You may be familiar with Norman Maclean's book, A River Runs Through It. As an avid fly fisherman and lover of good literature, I enjoyed both the novella and the movie. The story centers around two brothers and their father, a Presbyterian minister.

The author tells how he and his brother used to have to study The Westminster Shorter Catechism for an hour on Sunday afternoons before they could accompany their father for a walk in the hills prior to the evening service. Their dad would only ask them the first question in the catechism, "What is the chief end of man?" And they would answer from the catechism in unison so one could carry on if the other forgot, "Man's chief end is to glorify God, and to enjoy Him forever." That answer always seemed to satisfy their father and set the three of them free to go to the hills together.

"Man's chief end is to glorify God, and to enjoy Him forever." When God asks us to glorify Him, He is asking us to enjoy Him as well. As we enjoy Him, we glorify Him. When a man enjoys God he demonstrates the vitality God had in mind when He initiated our relationship. It says He is fun to be with, His redemption worked and man can have fellowship with Him, we are acceptable to Him, and He longs to be with us. By the way a man conducts himself with his Heavenly Father he exemplifies God's grace and sufficiency to his family, his friends, his colleagues, and to all the spiritual beings looking on to see what we have to say about God by the way we live our lives.

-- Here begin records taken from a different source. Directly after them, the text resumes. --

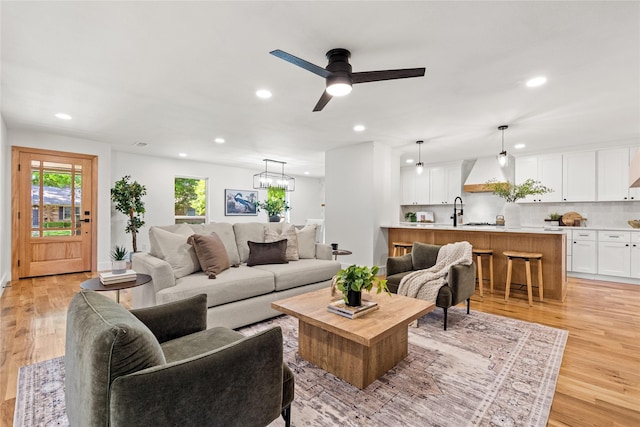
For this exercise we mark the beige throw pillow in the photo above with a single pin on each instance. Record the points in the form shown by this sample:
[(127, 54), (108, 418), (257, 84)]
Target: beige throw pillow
[(211, 253), (288, 233), (173, 248), (267, 253)]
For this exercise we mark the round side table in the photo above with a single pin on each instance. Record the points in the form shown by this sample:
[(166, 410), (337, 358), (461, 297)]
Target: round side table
[(95, 284)]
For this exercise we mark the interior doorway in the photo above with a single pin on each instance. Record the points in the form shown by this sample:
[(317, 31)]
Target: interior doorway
[(53, 212)]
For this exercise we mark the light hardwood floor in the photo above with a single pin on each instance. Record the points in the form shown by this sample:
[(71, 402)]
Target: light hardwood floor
[(599, 383)]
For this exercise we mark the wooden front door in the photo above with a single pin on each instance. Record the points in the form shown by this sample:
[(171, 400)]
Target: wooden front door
[(53, 212)]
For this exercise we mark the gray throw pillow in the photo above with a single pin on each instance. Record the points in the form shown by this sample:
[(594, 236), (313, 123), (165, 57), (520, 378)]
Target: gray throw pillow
[(211, 253), (267, 253)]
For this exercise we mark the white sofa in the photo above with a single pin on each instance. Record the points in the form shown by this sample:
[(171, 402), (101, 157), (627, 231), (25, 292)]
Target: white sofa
[(240, 295)]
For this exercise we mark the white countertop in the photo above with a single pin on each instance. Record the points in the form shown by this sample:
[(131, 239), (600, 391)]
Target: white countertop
[(548, 230)]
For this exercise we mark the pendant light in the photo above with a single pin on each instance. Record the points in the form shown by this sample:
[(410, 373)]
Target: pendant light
[(503, 159), (419, 165)]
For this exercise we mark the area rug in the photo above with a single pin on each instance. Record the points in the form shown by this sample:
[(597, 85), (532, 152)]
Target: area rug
[(485, 370)]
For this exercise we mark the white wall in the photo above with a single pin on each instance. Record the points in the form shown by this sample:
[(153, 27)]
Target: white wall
[(5, 213), (361, 194), (157, 175), (48, 141)]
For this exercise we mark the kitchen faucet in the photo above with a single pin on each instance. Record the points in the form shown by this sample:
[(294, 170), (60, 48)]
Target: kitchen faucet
[(455, 211)]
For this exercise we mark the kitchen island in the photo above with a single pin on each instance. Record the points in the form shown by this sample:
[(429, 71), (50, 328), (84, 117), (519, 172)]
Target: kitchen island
[(550, 243)]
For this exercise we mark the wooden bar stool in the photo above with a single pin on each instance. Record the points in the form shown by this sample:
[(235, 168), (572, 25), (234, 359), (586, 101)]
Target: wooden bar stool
[(405, 247), (527, 257), (478, 253)]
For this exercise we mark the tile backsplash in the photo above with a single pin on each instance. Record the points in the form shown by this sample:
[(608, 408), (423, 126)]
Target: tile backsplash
[(483, 207)]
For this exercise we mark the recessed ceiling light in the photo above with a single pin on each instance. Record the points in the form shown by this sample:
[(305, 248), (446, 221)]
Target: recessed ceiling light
[(537, 81), (263, 93)]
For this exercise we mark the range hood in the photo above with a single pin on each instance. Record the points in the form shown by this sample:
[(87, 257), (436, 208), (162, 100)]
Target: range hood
[(485, 169)]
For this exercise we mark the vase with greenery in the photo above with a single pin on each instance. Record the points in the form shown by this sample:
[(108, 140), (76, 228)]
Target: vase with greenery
[(275, 205), (511, 193), (127, 197), (118, 259), (351, 281), (411, 216)]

Our years on this planet are relevant to eternity. When I choose to walk dependently, relying upon the sufficiency of my Father to make me strong, I make a declaration filled with eternal meaning: How I live my life matters. As a man, I know I am a benchmark, an eternal statement, a reflection of whether or not God should be relied upon, an indicator of whether He is everything He claims to be. Meaning in life is fundamentally about a relationship of love, enjoyment, and glory with God Himself.

Purpose

Fundamentally, what a man is doing in life is not nearly so important as how he is living his life. A strong man trusts his Father and relies upon Him. This dependent attitude positions a man to hear from and respond in obedience to God. First and foremost God is interested in whether a man depends upon Him. God gets no glory from a man who produces moral, ethical, religious behavior in his own strength. Such a production is a testimony to that man's individual resolve and usually produces pride in personal strength—a temporal commodity. That man is deceived. A strong man understands the lesson he learned growing up: Strength comes through depending upon Father. If men live independently, they declare God unworthy. By trying to be strong themselves, men discredit God and lend credence to Satan's rebellious charge. Is it any wonder your life's course is a battleground and you are a warrior? Is it surprising to you why your feet must be anchored firmly in the rock of Jesus Christ if you are to stand secure? This clarifies why your Heavenly Father instructs you to put on your armor (Ephesians 6:10-11). Prepare yourself. The enemy is charging the throne of God, and he plans to come over your turf to get there. Your life does have purpose.

On The Team

Whether the reality has sunk in or not, you and I are on God's team. Our Father has handed us the ball, blessed us, instructed our older brother to run the course with us, and taught us to depend upon Him as our strength and our source. The stands are filled with heroes of the faith cheering and encouraging us (Hebrews 12).

Remember what Father said when He blessed us: I have always shared the road to victory with you. Let's enjoy Him, reflect Him in our lives, and accept the identity, meaning, and purpose of what it means to be men.